Prepare for SharePoint 2013

 SharePoint 2013 RTM was released recently to MSDN subscribers, and I have been reading up on some of its features since then. I'll provide an overview of what to expect from SharePoint 2013.


  • In-place upgrades from SharePoint 2010 are not supported. This means that a new farm will have to be created, and 2010 content upgraded by the database attach method. The database attach method supports both content databases and service application databases now.
  • Web parts can be hosted outside the farm. Currently web parts must be uploaded to the farm, either as sandboxed soutions (which are going away, btw) or farm-based solutions. This means that a buggy web part can crash your farm. It also makes adding custom web parts to Office 365 (SharePoint Online) impossible. Now, web parts can be hosted anywhere that is accessible from your network, on any platform (RoR, LAMP, etc.) and hosted within SharePoint as basically an iframe. Presumably integration with SharePoint is tighter than what can be achieved with a Page Viewer web part, such as SharePoint managing security for a web part hosted elsewhere behind your firewall.
  • Office 365 converging with on-premise SharePoint. It makes eminent sense to host SharePoint in the cloud, and 2013 makes Office 365 instances more customizable.
  • Next generation interface offers better support for mobile devices. The erstwhile-named Metro style is designed for touchscreens, making SharePoint 2013 more viable on mobile devices.
  • Improved client object model.
  • No more tables! Allegedly the HTML served by SharePoint 2013 no longer abuses tables and uses divs appropriately.
  • SharePoint 2013 is claimed to be faster than 2010. We can hope!
  • Full backwards compatibility.
  • Workflow improvements such as loops.
  • An app store.

To sum up, SharePoint is becoming Microsoft's portal offering in the cloud and is drifting from its pure-CMS roots.
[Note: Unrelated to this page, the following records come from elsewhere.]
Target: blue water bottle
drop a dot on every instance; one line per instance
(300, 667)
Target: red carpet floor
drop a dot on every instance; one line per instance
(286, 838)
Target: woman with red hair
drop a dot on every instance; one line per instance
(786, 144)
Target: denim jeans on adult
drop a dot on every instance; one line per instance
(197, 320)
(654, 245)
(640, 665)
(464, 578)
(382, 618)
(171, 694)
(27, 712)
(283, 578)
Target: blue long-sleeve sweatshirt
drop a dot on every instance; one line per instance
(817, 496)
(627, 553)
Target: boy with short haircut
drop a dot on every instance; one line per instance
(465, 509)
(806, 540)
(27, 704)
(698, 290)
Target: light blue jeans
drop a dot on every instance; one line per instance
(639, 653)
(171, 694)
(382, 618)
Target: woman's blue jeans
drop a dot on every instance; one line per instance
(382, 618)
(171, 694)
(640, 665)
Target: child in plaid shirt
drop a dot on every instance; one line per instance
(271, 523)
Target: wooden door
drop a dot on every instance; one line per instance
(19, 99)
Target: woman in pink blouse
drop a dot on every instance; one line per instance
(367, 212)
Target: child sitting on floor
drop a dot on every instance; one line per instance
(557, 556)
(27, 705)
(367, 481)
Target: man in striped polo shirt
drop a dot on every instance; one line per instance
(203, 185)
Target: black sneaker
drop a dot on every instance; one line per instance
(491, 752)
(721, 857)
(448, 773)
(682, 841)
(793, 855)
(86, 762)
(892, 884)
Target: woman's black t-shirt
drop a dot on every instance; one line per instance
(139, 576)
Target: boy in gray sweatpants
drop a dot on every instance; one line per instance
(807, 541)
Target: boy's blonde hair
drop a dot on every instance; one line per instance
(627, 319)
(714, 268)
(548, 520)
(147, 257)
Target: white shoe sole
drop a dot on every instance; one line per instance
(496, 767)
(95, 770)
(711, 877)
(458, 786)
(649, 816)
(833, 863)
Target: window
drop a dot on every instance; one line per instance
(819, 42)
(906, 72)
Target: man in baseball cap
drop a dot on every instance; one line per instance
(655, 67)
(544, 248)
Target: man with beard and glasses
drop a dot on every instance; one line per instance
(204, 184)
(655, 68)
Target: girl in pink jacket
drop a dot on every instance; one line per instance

It can still function as a CMS but is now capable of much, much more than being a smart file system. I predict Office 365 will replace on-premise SharePoint in popularity. In the future Windows application developers will target Azure and Windows enterprise architects will target Office 365. Uptake of SharePoint will be faster because legacy web applications can be hosted within a farm with little - if any - customization.